Create __avg_alcohol_values_train__ list and append mean values of "alcohol" feature in the training subset on each iteration.

Create __avg_alcohol_values_test__ list and append mean values of "alcohol" feature in the testing subset on each iteration.

Analyze the mean and standard deviation of values in each of the lists. Plot histograms for visual aid.
Think about why standard deviations of mean values from test and train samples differ and why the means are equal.

The automatic tests will be checking X, y, and the avg_alcohol... lists.

In [None]:
import pandas as pd
url = "https://archive.ics.uci.edu/ml/machine-learning-databases/wine-quality/winequality-red.csv"
wines = pd.read_csv(url, sep=";")
wines["quality"].hist()
wines.head()

In [None]:
# YOUR CODE HERE
pass

In [None]:
assert y.shape == (1518,)
assert X.shape == (1518, 11)

assert 0.034 <= round(pd.Series(avg_alcohol_values_test).std(), 3) <= 0.037
assert round(pd.Series(avg_alcohol_values_test).mean(), 1) == round(pd.Series(avg_alcohol_values_train).mean(), 1)

assert 0.014 <= round(pd.Series(avg_alcohol_values_train).std(), 3) <= 0.016
assert round(pd.Series(avg_alcohol_values_train).mean(), 1) == round(wines['alcohol'].mean(), 1)

## Task 3 (1 point) - Multinomial NB

Use RepeatedStratifiedKfold cross-validation to evaluate performance of a Multinomial Naive Bayes on the wine dataset predicting wine quality. As in the previous task exclude wines with quality that is not 5,6 or 7; and prepare sample-feature matrix X and vector with class labels y accordingly.

Use the following classesfrom sklearn:  RepeatedStratifiedKFold, MultinomialNB and cross_val_score function.

Initialize Repeated 5-fold cross validation object (5 splits) with 1000 repetitions.
Initialize Multinomial NB classifier.
Calculate cross validation scores for the NB classifier and the kfold cross validation object that we created (use cv parameter to pass a custom cross validation object to cros_val_score function). For scoring use F1 score with macro averageing 'f1_macro'. If you want to speed things up set n_jobs=-1  which would use the power of multiple CPU cores on your computer for the calculation.

Store the results of cross validation scores in "scores" variable. We will check it in assert tests, as well as X and y will be tested.

For visual aid plot a distribution of scores across cross validation runs.
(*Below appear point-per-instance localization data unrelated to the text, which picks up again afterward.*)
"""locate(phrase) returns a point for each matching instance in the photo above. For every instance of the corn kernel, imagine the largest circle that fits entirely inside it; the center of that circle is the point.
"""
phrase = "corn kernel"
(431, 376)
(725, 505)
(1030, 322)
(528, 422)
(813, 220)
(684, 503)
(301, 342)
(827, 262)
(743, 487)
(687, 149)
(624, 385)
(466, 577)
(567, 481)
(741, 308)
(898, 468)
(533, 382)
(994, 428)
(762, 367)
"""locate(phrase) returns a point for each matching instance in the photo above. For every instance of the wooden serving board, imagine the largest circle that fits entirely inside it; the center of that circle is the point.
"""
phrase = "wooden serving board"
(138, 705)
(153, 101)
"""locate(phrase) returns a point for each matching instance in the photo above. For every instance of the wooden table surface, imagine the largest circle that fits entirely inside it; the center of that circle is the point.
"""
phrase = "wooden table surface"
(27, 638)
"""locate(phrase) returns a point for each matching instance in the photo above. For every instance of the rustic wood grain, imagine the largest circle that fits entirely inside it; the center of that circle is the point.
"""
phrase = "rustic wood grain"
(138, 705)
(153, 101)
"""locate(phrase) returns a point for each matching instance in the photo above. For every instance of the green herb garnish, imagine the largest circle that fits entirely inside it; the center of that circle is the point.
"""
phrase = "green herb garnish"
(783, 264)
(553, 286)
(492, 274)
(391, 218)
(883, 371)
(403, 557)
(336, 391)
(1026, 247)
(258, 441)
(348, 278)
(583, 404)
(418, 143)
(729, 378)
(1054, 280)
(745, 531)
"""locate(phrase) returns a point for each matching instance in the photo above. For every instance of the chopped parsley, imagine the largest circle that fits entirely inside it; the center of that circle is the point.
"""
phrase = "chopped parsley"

Now you have a robust estimate of Multinomial NB classifier performance in predicting wine quality.

In [None]:
import pandas as pd
url = "https://archive.ics.uci.edu/ml/machine-learning-databases/wine-quality/winequality-red.csv"
wines = pd.read_csv(url, sep=";")

In [None]:
# YOUR CODE HERE
pass

In [None]:
assert y.shape == (1518,)
assert X.shape == (1518, 11)
assert  .4 < pd.Series(scores).mean() < .5

## Task 4 (1 point) - Logistic Regression

Use RepeatedStratifiedKfold cross-validation to evaluate performance of a Logistic Regression on the wine dataset predicting wine quality. 

This time let us turn it into a binary classification problem and prepare a vector with class labels y that will only have 1 (for high-quality wine where quality >= 7) and 0 for the rest of wine samples.
Initialize sample-feature matrix X (don't forget to exclude quality column).

Use the following classesfrom sklearn:  RepeatedStratifiedKFold, LogisticRegression and cross_val_score function.

As in the previous example: 

Initialize Repeated 5-fold cross validation object (5 splits) with 1000 repetitions.
Initialize Logistic Regression classifier.
Calculate cross validation scores for the Logistic Regression classifier and the kfold cross validation object that we created (use cv parameter to pass a custom cross validation object to cros_val_score function).

However, for scoring let us use accuracy this time, and since it is a binary classification problem no averageing across classes is required. If you want to speed things up set n_jobs=-1  which would use the power of multiple CPU cores on your computer for the calculation.

Store the results of cross validation scores in "scores" variable. We will check it in assert tests, as well as X and y will be tested.

For visual aid plot a distribution of scores across cross validation runs.

In [None]:
import pandas as pd
url = "https://archive.ics.uci.edu/ml/machine-learning-databases/wine-quality/winequality-red.csv"
wines = pd.read_csv(url, sep=";")

In [None]:
# YOUR CODE HERE
pass

In [None]:
assert y.shape == (1599,)
assert X.shape == (1599, 11)
assert  pd.Series(scores).mean() > 0.86

## Task 5 (1 point) - Random Forest

Let us use the digits dataset and apply Random Forest to predict the digit given a low resolution handwritten image.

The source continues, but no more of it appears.